Opting for the coastal route and avoiding the congestion of another city we rode south to Perdido Key. Greeted with blinding white sand and a coastline undisturbed by development and commercial interest we rode the length of the National Seashore before setting our sites on Alabama.
Quirkiness abounds at the state line in a bar called Flora-bama. Technically in Florida the bar’s property line stretched a few inches into its neighboring state. We parked the bikes and joined the 50+ crowd of Harley bikers and RV wheeler drinking mixed drinks and listening to the live band.
Riding the Gulf Coast through Alabama was much the same as Florida with beautiful ocean views to our left, but with smaller and more colorful houses decorating the shore line. Time running short and the last ferry leaving at 5:45 we sprinted past the hundreds of houses dotting the shore line. Fort Morgan was a blur of a bunker set into the sand and with minutes to spare we arrived at the Mobile Bay Ferry.
Crossing the Mobile Bay was very different than our first crossing, as far as the eye could see were hundreds of offshore rigs pulling dinosaur remains out of the seafloor and continuing humanities trend of destroying this beautiful planet.
At the western port we disembarked the ferry and spent nearly an hour of me fighting a flat tire that refused to reveal the puncture. Tire repaired we rode to our hosts, John & Jan, on Dauphin Island. Cyclist, RVers, and travelers from Branson, MO we discussed routes and all the normal conversations while Amanda and I ate a very late dinner.
The following morning we rode back to the mainland past more “tiny pink houses for you and me” and swamp/estuary landscape. In the first two hours we rode I had a total of 6 flats! Burned out and going ‘postal’ I gave up at abandon building and cooled off for a long while.
Our ride took through Bayou La Batre and past all manner of ship building/repair/breaking facilities, shrimping companies, and every other thing that floats, fishes, or fixes the aforementioned. A stop at CVS loaded us up with day after, discounted valentines candies and we made it to McDonald for the WiFi as torrential rain then tornado touched down, forcing us to shelter in the fast food restaurant.
In between the rain, lightning, and gale force winds we hustled to Ric and Kim’s house.

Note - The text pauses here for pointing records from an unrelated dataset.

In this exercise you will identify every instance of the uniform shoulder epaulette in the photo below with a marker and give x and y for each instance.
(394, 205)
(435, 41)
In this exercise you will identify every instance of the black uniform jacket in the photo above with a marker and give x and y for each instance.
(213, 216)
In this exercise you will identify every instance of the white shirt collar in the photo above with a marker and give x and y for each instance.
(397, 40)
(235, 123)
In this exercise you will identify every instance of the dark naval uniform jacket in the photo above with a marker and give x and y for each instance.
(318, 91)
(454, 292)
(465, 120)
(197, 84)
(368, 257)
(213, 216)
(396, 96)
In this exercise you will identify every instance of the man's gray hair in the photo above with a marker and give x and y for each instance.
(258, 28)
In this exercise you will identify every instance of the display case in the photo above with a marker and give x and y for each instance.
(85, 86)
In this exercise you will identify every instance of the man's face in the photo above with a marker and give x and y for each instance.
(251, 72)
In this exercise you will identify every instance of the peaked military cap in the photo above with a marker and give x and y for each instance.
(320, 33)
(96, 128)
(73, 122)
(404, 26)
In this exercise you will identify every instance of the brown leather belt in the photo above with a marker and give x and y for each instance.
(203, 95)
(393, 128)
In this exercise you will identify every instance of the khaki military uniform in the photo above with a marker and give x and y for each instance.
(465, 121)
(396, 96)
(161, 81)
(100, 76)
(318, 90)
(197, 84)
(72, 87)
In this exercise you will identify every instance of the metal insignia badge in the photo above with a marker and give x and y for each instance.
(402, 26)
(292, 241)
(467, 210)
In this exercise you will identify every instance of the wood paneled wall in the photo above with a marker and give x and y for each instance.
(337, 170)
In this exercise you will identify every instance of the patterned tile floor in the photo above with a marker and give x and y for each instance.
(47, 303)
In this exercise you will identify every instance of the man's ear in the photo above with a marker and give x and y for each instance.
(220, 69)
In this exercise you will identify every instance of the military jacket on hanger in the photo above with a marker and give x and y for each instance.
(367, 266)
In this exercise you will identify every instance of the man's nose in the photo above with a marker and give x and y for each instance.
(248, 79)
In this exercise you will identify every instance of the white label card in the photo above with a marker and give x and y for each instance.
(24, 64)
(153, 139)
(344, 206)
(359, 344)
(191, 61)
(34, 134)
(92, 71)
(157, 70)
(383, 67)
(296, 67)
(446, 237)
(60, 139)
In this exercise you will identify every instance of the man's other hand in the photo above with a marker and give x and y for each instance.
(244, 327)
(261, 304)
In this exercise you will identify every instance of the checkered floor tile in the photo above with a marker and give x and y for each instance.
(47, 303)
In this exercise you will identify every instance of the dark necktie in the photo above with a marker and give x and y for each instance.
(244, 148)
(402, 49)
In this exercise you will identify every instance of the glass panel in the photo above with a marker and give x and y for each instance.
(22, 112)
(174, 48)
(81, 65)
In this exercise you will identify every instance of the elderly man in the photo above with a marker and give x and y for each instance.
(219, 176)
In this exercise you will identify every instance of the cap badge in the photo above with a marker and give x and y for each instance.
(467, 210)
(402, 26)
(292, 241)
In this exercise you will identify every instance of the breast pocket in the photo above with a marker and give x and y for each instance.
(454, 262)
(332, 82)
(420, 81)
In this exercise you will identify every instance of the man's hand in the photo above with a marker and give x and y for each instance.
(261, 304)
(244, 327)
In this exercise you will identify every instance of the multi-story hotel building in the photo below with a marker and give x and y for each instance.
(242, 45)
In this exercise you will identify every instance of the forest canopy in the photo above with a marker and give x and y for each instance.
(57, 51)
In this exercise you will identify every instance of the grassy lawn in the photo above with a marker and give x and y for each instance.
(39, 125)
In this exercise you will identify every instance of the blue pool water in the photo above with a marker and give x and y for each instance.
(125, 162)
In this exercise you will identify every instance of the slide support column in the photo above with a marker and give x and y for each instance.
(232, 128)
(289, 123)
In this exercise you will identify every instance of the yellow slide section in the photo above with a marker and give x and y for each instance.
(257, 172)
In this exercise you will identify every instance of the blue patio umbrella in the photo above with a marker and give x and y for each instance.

Legendary warm showers hosts they left the door open for us to seek shelter from the rain threat. Ric arrived home shortly before Kim and we spent hours talking about touring, hosting, and warm showers stories (good and bad).
Our route through Alabama was originally longer, but we decided to shorten it and save the northern part of the state for another trip. Situated between Florida and NOLA, in Grand Bay there is a small shop that fuses the two states with Cuban and Cajun cuisine. It was highly recommended to us, and we extend that recommendation to you. Go. Eat at Ozzy’s!